The program helped bring more researchers from both land-grant universities and from the ARS, as well as extension specialists to bear on the needs of organic growers in Georgia. Some had never been asked to speak on organics before, but they prepared presentations and in the process learned how their work integrated with the needs of organic growers, and furthermore, that this was a sector of farmers needing their attention.
Each workshop participant was provided with a Resource Manual on Organic Agriculture. The three-ring binder format allows participants to update it as they pleased, particularly with new ATTRA materials as they were issued. Our original concept was to use the manual produced by North Carolina State University (NCSU). But NCSU decided not to do a three-ring binder and instead to do a peer-reviewed, bond piece. The peer-review process itself took more than two years. As a result GO reallocated project funds toward producing a manual.
Each year GO’s manual was updated and reproduced. Among the best resource materials were those from ATTRA and from the Soil and Water Conservation Society (NRCS). The latter provided a wonderful Soil Biology Primer and Soil Quality Fact Sheets. A 2001 SARE-PDP Enhancement Grant allowed the reproduction of not only the agriculture manual, but also a gardening version. The organic gardening manual was in demand by extension agents who teach Master Gardener Programs. Part of that program is a three-hour unit on organic gardening.

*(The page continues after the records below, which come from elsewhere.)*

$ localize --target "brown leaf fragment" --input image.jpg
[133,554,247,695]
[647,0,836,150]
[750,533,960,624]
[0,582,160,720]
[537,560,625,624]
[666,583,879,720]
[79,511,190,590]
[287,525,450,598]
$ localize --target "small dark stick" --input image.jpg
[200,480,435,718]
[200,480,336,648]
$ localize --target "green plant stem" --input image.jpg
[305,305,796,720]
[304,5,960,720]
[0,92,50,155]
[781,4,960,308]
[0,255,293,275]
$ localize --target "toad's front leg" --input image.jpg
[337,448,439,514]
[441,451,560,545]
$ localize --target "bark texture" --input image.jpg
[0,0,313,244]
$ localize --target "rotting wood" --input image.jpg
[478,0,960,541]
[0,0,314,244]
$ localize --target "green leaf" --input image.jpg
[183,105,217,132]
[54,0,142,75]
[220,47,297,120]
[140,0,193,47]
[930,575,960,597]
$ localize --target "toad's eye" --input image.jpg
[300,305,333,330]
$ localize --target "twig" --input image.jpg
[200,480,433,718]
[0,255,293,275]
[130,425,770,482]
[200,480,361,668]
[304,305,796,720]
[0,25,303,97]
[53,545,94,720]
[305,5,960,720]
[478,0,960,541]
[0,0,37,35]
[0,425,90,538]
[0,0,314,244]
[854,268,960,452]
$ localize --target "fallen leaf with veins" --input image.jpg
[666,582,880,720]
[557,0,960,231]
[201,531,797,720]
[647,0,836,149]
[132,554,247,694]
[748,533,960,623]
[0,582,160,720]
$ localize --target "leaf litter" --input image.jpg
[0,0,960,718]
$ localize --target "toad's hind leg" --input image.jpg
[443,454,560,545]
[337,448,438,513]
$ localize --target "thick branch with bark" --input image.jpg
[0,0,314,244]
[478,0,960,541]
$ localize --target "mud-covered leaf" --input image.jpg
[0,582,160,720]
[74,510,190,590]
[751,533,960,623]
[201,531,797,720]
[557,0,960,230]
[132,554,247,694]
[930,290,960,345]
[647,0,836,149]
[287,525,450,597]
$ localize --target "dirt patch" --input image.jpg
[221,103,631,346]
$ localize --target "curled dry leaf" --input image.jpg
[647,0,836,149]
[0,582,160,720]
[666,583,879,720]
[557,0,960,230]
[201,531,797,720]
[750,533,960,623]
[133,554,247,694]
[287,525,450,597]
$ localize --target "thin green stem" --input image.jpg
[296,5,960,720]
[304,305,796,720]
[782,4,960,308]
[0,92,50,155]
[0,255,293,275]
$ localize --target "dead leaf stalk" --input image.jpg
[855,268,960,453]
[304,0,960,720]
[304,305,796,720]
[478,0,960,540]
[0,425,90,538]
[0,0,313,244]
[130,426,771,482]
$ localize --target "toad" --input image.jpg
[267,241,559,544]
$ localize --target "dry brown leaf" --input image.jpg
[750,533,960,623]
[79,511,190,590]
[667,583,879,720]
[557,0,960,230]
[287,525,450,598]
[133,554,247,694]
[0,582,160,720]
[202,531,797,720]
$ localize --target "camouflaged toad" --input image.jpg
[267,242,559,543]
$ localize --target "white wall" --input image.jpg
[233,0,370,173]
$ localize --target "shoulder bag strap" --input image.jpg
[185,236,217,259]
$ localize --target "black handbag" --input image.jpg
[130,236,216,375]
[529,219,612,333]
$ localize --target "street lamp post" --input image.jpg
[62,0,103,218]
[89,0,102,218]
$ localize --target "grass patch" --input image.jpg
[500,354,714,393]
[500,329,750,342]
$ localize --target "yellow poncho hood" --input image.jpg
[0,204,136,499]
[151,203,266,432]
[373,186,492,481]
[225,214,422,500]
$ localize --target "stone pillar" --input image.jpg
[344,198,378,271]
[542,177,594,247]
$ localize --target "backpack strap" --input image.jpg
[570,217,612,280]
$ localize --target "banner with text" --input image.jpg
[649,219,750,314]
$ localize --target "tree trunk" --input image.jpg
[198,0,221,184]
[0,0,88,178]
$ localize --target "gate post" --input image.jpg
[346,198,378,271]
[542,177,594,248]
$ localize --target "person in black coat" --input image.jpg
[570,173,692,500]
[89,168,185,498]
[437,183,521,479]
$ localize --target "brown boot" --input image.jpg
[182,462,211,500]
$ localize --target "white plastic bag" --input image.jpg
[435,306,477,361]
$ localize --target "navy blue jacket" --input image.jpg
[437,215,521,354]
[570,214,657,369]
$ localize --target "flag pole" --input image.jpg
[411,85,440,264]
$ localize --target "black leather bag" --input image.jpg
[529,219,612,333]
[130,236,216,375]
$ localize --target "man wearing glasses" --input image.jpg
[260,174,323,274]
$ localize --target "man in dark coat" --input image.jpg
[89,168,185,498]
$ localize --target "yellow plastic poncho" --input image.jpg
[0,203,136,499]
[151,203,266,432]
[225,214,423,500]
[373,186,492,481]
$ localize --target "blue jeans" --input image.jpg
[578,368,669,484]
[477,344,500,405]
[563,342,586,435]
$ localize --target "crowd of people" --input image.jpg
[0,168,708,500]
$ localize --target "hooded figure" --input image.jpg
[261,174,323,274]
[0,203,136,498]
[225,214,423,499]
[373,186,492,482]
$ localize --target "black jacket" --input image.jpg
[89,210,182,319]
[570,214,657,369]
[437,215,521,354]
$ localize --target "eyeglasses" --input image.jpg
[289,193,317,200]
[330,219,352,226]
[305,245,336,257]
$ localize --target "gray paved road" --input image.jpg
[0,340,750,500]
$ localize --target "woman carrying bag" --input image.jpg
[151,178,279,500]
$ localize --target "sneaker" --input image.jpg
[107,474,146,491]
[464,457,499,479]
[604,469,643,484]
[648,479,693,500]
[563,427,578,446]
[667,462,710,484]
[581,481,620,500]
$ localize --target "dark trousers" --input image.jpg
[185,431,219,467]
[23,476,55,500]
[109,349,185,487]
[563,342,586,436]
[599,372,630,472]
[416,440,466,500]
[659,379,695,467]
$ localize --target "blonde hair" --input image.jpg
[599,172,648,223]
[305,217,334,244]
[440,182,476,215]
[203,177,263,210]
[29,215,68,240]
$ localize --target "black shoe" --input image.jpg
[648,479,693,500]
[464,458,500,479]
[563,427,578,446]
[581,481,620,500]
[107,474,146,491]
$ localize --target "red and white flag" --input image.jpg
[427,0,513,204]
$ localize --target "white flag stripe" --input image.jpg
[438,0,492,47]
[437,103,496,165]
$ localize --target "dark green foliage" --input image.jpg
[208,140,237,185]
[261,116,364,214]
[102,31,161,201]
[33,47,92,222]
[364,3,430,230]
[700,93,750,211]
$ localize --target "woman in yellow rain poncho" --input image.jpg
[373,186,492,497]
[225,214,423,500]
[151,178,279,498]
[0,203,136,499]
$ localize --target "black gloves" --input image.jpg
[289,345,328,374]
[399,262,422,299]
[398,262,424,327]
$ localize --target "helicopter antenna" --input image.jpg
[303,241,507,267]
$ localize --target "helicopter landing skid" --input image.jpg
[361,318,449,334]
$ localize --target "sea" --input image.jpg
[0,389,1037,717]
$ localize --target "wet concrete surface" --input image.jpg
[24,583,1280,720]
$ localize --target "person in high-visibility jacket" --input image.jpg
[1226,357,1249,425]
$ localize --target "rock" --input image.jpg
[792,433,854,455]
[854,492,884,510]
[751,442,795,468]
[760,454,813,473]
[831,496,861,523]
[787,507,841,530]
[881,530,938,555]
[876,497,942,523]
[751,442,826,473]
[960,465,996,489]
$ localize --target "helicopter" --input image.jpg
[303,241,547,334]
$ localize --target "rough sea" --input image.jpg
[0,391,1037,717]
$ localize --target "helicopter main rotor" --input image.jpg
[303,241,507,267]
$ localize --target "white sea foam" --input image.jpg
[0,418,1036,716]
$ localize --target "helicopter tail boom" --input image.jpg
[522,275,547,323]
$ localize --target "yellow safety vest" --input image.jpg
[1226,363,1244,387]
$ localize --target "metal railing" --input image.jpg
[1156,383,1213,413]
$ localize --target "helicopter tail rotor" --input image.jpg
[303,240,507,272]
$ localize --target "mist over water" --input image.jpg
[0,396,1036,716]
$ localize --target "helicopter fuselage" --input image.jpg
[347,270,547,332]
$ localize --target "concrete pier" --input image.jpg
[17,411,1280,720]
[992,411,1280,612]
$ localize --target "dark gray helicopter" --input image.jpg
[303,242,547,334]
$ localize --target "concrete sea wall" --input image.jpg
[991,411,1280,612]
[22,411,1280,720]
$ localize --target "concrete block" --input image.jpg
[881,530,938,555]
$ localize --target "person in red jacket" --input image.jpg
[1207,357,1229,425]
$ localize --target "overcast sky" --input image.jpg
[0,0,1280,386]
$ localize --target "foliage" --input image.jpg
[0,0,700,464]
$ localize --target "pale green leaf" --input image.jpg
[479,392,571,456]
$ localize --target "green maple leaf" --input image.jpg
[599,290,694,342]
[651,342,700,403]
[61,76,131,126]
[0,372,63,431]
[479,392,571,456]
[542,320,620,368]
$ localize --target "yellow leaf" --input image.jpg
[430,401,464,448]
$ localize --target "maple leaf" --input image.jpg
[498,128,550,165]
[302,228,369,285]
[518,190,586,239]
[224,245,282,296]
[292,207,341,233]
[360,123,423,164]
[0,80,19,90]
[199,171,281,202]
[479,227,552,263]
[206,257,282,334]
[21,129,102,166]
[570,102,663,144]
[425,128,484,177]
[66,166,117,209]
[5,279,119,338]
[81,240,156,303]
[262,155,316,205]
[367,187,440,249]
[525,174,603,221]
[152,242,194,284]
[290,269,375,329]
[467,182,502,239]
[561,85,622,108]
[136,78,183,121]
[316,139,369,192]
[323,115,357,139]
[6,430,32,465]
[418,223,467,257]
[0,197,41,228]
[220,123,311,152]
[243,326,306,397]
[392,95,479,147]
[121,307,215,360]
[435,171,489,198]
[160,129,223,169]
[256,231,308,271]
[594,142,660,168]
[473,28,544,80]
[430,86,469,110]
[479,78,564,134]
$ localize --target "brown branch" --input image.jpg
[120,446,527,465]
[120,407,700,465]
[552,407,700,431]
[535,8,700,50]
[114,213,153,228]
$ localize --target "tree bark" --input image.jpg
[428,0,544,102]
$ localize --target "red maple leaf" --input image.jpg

In the project’s final year, GO utilized remaining funds to make an index for the Manual and to reproduce it for each extension office. The growing demand for organic products is helping to spur a growing interest among farmers, and importantly, the capacity of the state’s agricultural professionals to address that interest.
The demonstration plots were not done largely because of declining interest on the part of the hosts and their concerns as to maintaining the plots long-term. It turned out that organic farms were near both of the potential demonstration plots. This reduced the need for the plots. In reality agricultural professionals would likely be too busy to visit the plots during the growing season despite their interest to do so.
Continuing education units were available at all trainings for certified crop advisors and pesticide relicensing by the Georgia Department of Agriculture. Participants appreciated these credits, which were an additional benefit of participating.
GO was able to stretch out the funding beyond two years due in part to a less than anticipated need for travel support by agricultural professionals. While the NRCS administration, for example, asked that GO cover their staff’s lodging, vehicle travel to the training was not a problem. In addition, few extension agents asked for their mileage to be covered.